Monday, 4 November 2019

Engaging with ethics in Internet of Things: Imaginaries in the social milieu of technology developers

Funda Ustek-Spilda, Alison Powell, Selena Nemorin
Big Data & Society 6(2), https://doi.org/10.1177/2053951719879468. First published Oct 3, 2019.
Keywords: Internet of Things, social milieu, ethics, virtue ethics, responsible technology

Discussions about ethics of Big Data often focus on the ethics of data processing – ‘generation, recording, curation, processing, dissemination, sharing and use’ of algorithms (including machine learning and artificial intelligence) as well as corresponding practices such as programming, hacking and coding (Floridi and Taddeo, 2016: 1). Data-based systems, however, do not come from nowhere. In this article, we attempt to shift the focus of ethical discussion from the context of data processing to the contexts of data production. We attend to the ethical qualities of the social milieu in which data-intensive technologies get to be produced and the practical reasoning people in this social milieu undertake in their day-to-day encounters with technology development.

Our analysis is based on our ongoing work as part of a research project titled VIRT-EU: Values and Ethics for Responsible Innovation in EUrope. As part of our research, we have conducted multi-site ethnographic fieldwork with developers, designers and entrepreneurs as part of the IoT startup ecosystem in Europe. Between 2016 and 2018, we followed industry meetups, hardware and software showcases, workshops and industry conferences and conducted in person interviews and held co-design workshops; amounting to more than 100 unique fieldwork visits. We also analysed 10 years of data from the records of the IoT meetups in Europe. In conducting our analysis, we sought answers to the following two questions: How do developers in start-ups and small companies practice ethical decision-making? What are the technological, business and social contexts that influence these decisions?

Our findings indicated that the social milieu of technology development, being strongly focused on innovation, attracting funding, corporate reputation and market share created challenges for explicit engagement with ethics. This, we argued, holds a major constraint to systemic change in the field. Many people considered ethics as important as a topic, but not urgent in their list of things to-do. From our analysis, we developed three action positions to illustrate points of engagement with ethical and moral concerns. These positions are of course not exhaustive of the positions available to those in these spaces, but include the most significant directions of engagements we observed in our fieldwork. These positions are the Disengaged; the Pragmatist and the Idealist. Within the Disengaged position, many IoT developers remained ambivalent about the 'use' of ethical reflection and discussion beyond compliance with existing regulations; concentrating their attention more on issues relating to business and financial stability. To illustrate, within the nearly 90 meetups held by IoT London Meetup Group held in the last ten years, our analysis indicated that ethics as a topic featured only once, while GDPR emerged as a topic that was mentioned often. The Pragmatist position places ethical concerns squarely in relation to business interests but is not necessarily subsumed by them. We found that ethics was referred to in its relation to new and emerging market opportunities and allowing businesses to limit financial liability. An Idealist position on the other hand, advocated action on values and principles by incorporating them directly into business ventures and social networks. A series of IoT manifestos advanced some of these perspectives (Fritsch et al., 2018) and some developers we interviewed also positioned themselves and the trajectories of their ventures along these lines. A strong identification with ‘we’ rather than ‘I’ and separation of individual and collective subjectivities in relation to ethical concerns as well as an active engagement with the responsibility for producing ethical technologies (and futures) were shared among these individuals.

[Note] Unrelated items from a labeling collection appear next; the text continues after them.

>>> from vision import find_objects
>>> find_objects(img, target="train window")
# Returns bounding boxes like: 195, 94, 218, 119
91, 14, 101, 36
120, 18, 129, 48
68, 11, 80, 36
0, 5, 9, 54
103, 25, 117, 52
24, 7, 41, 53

Our analysis demonstrates that the extent to which individual subjectivity can influence engaging in ethical action may depend on the organisational environment technology developers are embedded in. This means that constraints (financial, structural, social or other) are not merely external things to be overcome for ethical action to take place, but rather intrinsic to the social milieu technology developers are part of. This goes some way to explain why on the one hand we are seeing a plethora of new ventures subscribing to emerging fields such as ‘technology for social good’ or ‘business with purpose’ whilst on the other hand technology products continue to violate privacy, intensify bias and entrench social power. Put simply, it is not simply that technology developers do not have ‘virtuous intentions’ but that the social milieu they are part of structures their space for action.

References

Floridi L and Taddeo M (2016) What is data ethics? Philosophical Transactions of the Royal Society A: Mathematical, Physical and Engineering Sciences 374(2083): 20160360.

Fritsch E, Shklovski I and Douglas-Jones R (2018) Calling for a revolution: An analysis of IoT manifestos. In: Proceedings of the 2018 CHI conference on human factors in computing systems, Montreal, QC, Canada, 21–26 April 2018, p.302. New York: ACM Press.